His soil collection drive became a years-long odyssey involving crabby customs officials, fine-print regulations and byzantine bureaucracies, not the least of which were in his own country. His dirt shipments have been scrutinized by the U.S. Department of Agriculture, which baked each sample at 500 degrees for 45 minutes to remove any contaminants.

When it came to the troublesome list of nations under U.S. embargoes, such as Cuba, Syria and Iran, the Treasury Department's Foreign Assets Control office got involved. From its perspective, the soil was a potential asset, which required a special license to collect.

Simpson couldn't afford to go and fetch the dirt himself. It came to him through a phalanx of vacationers, vagabonds, workers for nongovernmental organizations, inspired locals and some 60 embassy officials. They were people who either immediately grasped Simpson's vision or were keen for a bit of adventure. Simpson calls them "quiet crusaders."

Since 2002, the artist says, he has logged 12,000 hours and spent $250,000 on his project — including $25,000 on postage alone — mostly through loans and money earned through his art sales.

Working the phones, writing letters, coordinating volunteers, Simpson built up his soil bank slowly, patiently crossing off each contributing country like an inmate marking time. Finally, only one nation remained: North Korea.

Simpson had little hope of piercing the isolationist regime. But then he got lucky.

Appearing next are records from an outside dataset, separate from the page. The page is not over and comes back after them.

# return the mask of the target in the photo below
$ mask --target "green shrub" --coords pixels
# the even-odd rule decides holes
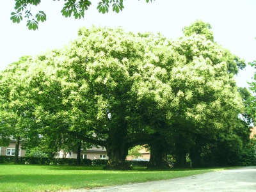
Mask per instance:
[[[12,163],[14,161],[14,156],[0,156],[0,163]]]

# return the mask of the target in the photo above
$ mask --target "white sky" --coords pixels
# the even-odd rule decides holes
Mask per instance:
[[[65,18],[60,12],[64,1],[44,0],[32,6],[32,13],[43,10],[47,21],[35,31],[26,26],[26,19],[13,24],[10,19],[15,1],[0,1],[0,70],[17,61],[23,55],[35,56],[47,49],[60,48],[77,37],[79,27],[121,26],[126,31],[150,31],[168,38],[183,35],[182,28],[196,19],[210,23],[214,40],[250,62],[256,60],[256,0],[145,0],[124,1],[125,8],[118,14],[110,9],[102,15],[96,9],[98,0],[86,12],[84,18]],[[248,66],[236,77],[239,86],[246,86],[246,81],[256,71]]]

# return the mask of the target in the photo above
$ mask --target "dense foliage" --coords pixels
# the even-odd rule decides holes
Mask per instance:
[[[2,72],[1,111],[19,115],[18,130],[29,127],[22,138],[45,150],[75,150],[81,141],[105,147],[107,169],[129,169],[128,150],[139,145],[150,148],[150,168],[164,166],[168,154],[177,166],[188,154],[194,167],[202,157],[226,163],[250,141],[248,94],[234,78],[245,63],[209,38],[209,29],[196,21],[171,40],[81,28],[64,48]]]

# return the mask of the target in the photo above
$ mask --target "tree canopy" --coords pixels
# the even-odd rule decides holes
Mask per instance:
[[[56,1],[56,0],[53,0]],[[60,0],[58,0],[59,1]],[[29,30],[34,31],[38,28],[38,22],[46,21],[46,13],[44,11],[39,11],[35,14],[32,13],[31,6],[40,6],[41,0],[15,0],[15,12],[12,12],[11,20],[13,23],[19,23],[23,19],[23,15],[28,18],[27,26]],[[61,12],[65,17],[74,16],[76,19],[81,19],[84,17],[84,12],[90,6],[92,1],[89,0],[65,0],[64,6]],[[146,0],[147,3],[152,2],[152,0]],[[112,9],[113,12],[119,13],[124,8],[124,0],[100,0],[98,1],[97,9],[99,13],[104,14]],[[112,8],[109,8],[109,6]],[[28,8],[29,7],[29,8]]]
[[[229,51],[200,34],[168,40],[93,26],[78,36],[25,60],[15,70],[20,86],[9,86],[26,88],[19,99],[49,145],[104,146],[108,169],[129,169],[128,150],[139,145],[150,146],[153,162],[166,143],[192,159],[218,138],[241,143],[233,132],[244,106],[234,76],[245,63]]]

He met a travel agent who did business with Pyongyang and who persuaded officials to permit the taking of a sample.

This was one trip the artist knew he had to make himself. Simpson recently sat in an airport lounge in Seoul on his way to Pyongyang, and it was clear that the years of work haven't dimmed his enthusiasm. "This is for Kim Jong Il," he said, producing a vial of Common Ground dirt from numerous nations he wanted to present to the reclusive North Korean leader as a gesture. "Do you think I can get it to him?"


The samples were collected in nations at peace and at war. Simpson recalls the U.S. helicopter pilot who scooped up soil from Iraq in 2005.

Simpson's volunteer collector approached the pilot in Kuwait, who offered to set down his chopper in the Iraqi desert. The collector later wrote Simpson of the exchange: " 'Are you crazy? I mean, they're shooting helicopters down right and left, and you're going to stop for dirt?' So he stopped in Basra, just for the dirt."

Simpson's website,, documents "the torturous route that the soil must take to reach the artist."

The gathered soil is as varied as its sources — orange sand from Qatar, black loam from Bulgaria, rich soil from former slave-trading ports in Cape Verde. The samples are pink, gray, brown and red — some dull, others twinkling with fool's gold.

Some samples carry only general explanations of where they came from: a "coastal area in Australia," "forest by a train station in Belarus," "a deserted house in Luxembourg" and "the home of a friend in Croatia."